Albemarle Vineyard Turned Irish Heritage Excavation Site
An Albemarle County vineyard known for its French-inspired wines has now turned into an excavation site, where archaeologists are unearthing some clues to Virginia's past.
Stephen Brighton, a University of Maryland professor, is leading a group of students and volunteers for an archaeological search at Pollak Vineyards at the base of the Blue Ridge Mountains. He's hoping to dig deep, for insight into his own Irish heritage.
"The ultimate thing that I hope to find is to prove that my theory is that there were Irish immigrant laborers and their families living here," he said.
Artifacts from Irish immigrants dating back to the 1850s might be just below the surface in a field on the vineyard property. An entire village may have existed there during the construction of the Blue Ridge Railroad over 150 years ago, and there's only one way to find out for sure - start digging.

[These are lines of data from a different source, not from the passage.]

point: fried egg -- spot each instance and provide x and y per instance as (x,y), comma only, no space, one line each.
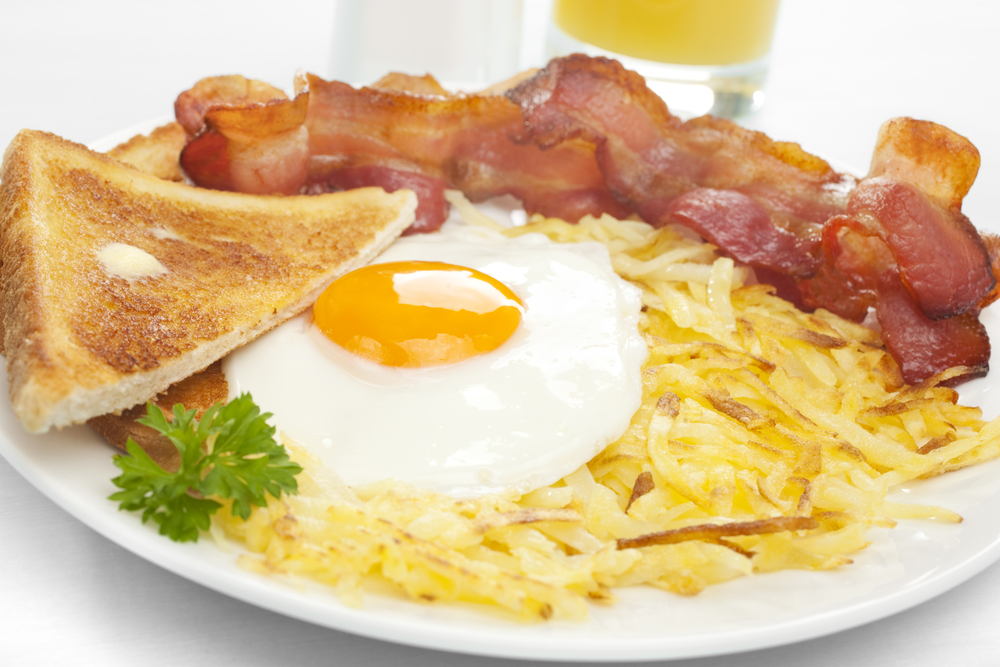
(462,362)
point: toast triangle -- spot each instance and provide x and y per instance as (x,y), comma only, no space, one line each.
(117,284)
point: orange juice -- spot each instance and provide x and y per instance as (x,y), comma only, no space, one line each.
(682,32)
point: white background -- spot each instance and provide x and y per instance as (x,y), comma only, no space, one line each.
(85,70)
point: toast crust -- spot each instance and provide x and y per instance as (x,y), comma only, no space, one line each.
(157,153)
(82,341)
(197,392)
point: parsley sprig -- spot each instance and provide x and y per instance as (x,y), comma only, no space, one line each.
(229,453)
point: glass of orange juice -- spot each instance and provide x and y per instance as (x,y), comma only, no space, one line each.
(701,56)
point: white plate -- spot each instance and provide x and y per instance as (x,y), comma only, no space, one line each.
(902,568)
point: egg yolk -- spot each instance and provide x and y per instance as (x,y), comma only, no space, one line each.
(415,314)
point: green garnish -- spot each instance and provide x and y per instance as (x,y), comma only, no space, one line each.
(230,453)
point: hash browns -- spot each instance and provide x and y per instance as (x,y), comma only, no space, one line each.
(767,439)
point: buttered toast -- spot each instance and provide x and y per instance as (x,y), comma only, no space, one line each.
(117,284)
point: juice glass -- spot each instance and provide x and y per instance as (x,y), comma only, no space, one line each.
(701,56)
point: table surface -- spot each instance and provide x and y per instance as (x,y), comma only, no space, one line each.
(85,70)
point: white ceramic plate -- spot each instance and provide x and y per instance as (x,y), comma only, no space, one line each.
(902,568)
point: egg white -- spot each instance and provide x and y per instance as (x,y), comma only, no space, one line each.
(545,402)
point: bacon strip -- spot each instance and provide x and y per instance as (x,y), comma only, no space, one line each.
(244,144)
(823,239)
(761,201)
(398,133)
(585,136)
(465,140)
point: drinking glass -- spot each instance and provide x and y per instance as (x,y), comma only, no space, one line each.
(700,56)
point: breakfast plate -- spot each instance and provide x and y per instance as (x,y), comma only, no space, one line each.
(903,567)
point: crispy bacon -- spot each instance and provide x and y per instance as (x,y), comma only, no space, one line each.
(731,184)
(244,144)
(924,347)
(401,132)
(821,238)
(465,140)
(586,136)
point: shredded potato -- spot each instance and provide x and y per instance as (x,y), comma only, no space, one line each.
(767,439)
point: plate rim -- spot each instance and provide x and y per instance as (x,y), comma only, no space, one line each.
(427,632)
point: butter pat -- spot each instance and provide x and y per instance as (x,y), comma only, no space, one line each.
(126,261)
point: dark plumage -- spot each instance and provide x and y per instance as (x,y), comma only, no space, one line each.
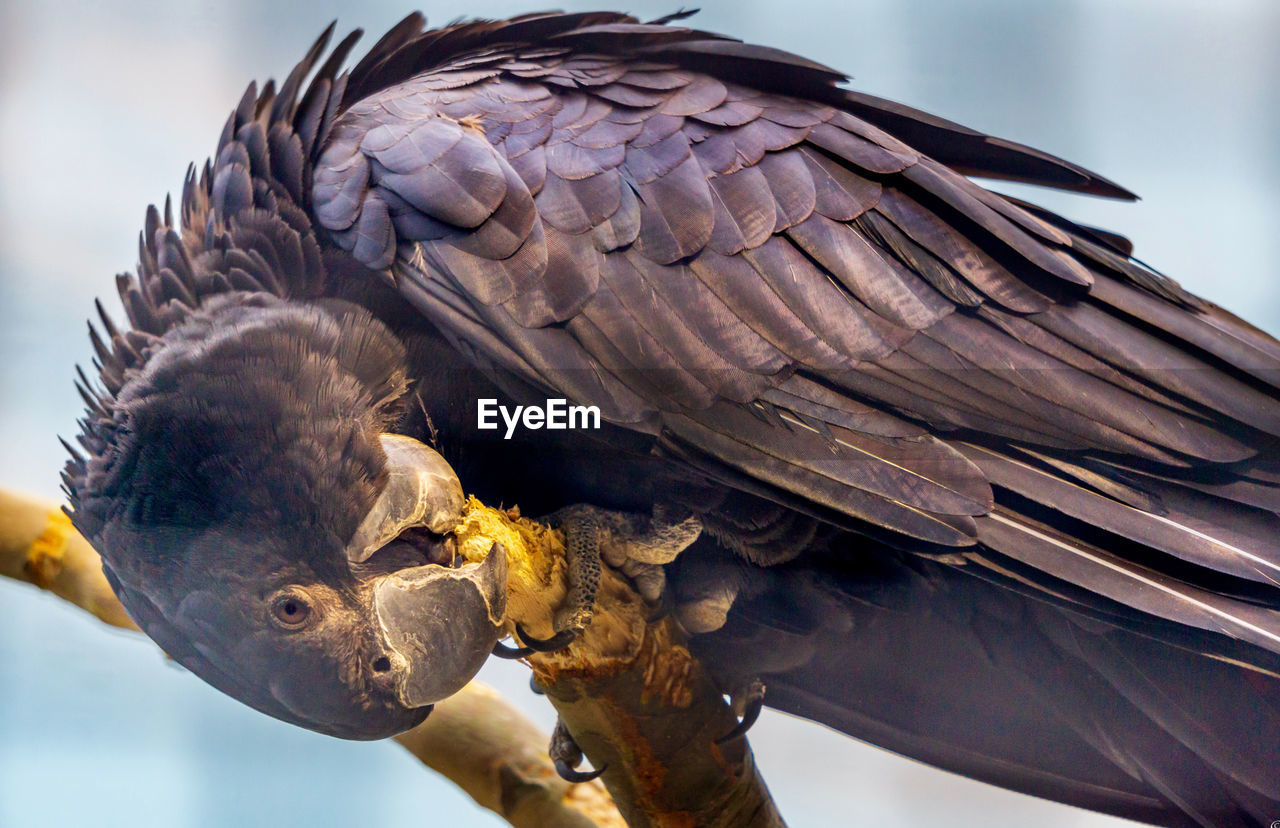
(988,492)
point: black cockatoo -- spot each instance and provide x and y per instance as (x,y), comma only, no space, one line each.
(974,484)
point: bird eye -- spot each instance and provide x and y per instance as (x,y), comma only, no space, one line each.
(291,611)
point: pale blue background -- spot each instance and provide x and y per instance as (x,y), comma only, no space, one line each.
(104,104)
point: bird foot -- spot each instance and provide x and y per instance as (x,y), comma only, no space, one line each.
(567,755)
(634,544)
(746,701)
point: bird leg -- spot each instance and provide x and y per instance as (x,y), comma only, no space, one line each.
(567,755)
(746,701)
(634,544)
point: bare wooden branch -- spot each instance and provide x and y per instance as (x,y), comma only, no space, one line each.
(474,739)
(630,692)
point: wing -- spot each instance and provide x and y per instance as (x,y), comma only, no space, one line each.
(798,291)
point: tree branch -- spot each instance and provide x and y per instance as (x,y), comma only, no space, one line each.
(474,739)
(636,701)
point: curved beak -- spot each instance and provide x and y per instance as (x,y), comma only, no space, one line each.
(442,623)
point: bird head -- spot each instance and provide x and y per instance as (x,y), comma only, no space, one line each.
(263,522)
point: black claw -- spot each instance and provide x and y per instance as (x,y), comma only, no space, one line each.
(753,712)
(568,774)
(513,653)
(557,641)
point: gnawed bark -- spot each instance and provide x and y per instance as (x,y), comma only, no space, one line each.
(474,739)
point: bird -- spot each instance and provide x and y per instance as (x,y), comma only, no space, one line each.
(976,484)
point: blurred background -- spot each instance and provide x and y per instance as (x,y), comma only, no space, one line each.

"The best artifact to find would be a nice table setting and some nice teacups," said Brighton. But more importantly, he'd like to find clay tobacco pipes with various symbols from Ireland.
But getting to the bottom of what happened at the archeological site is much harder than just shoveling dirt. The entire space is mapped out. Each box measured out on the ground represents a box on a grid of the entire site plan.
"And what we do is those little squares turn into excavation units," said Brighton.
Excavation units that may be one scrape away from an amazing find. Since May, the group has found pieces of pipes, toys, and tools that they believe are from the era they're looking for.
On Sunday, Pollak Vineyards is hosting an Irish music festival from 2:00-5:00 p.m., where people can come meet the archaeologists and see some of the stuff they've found thus far.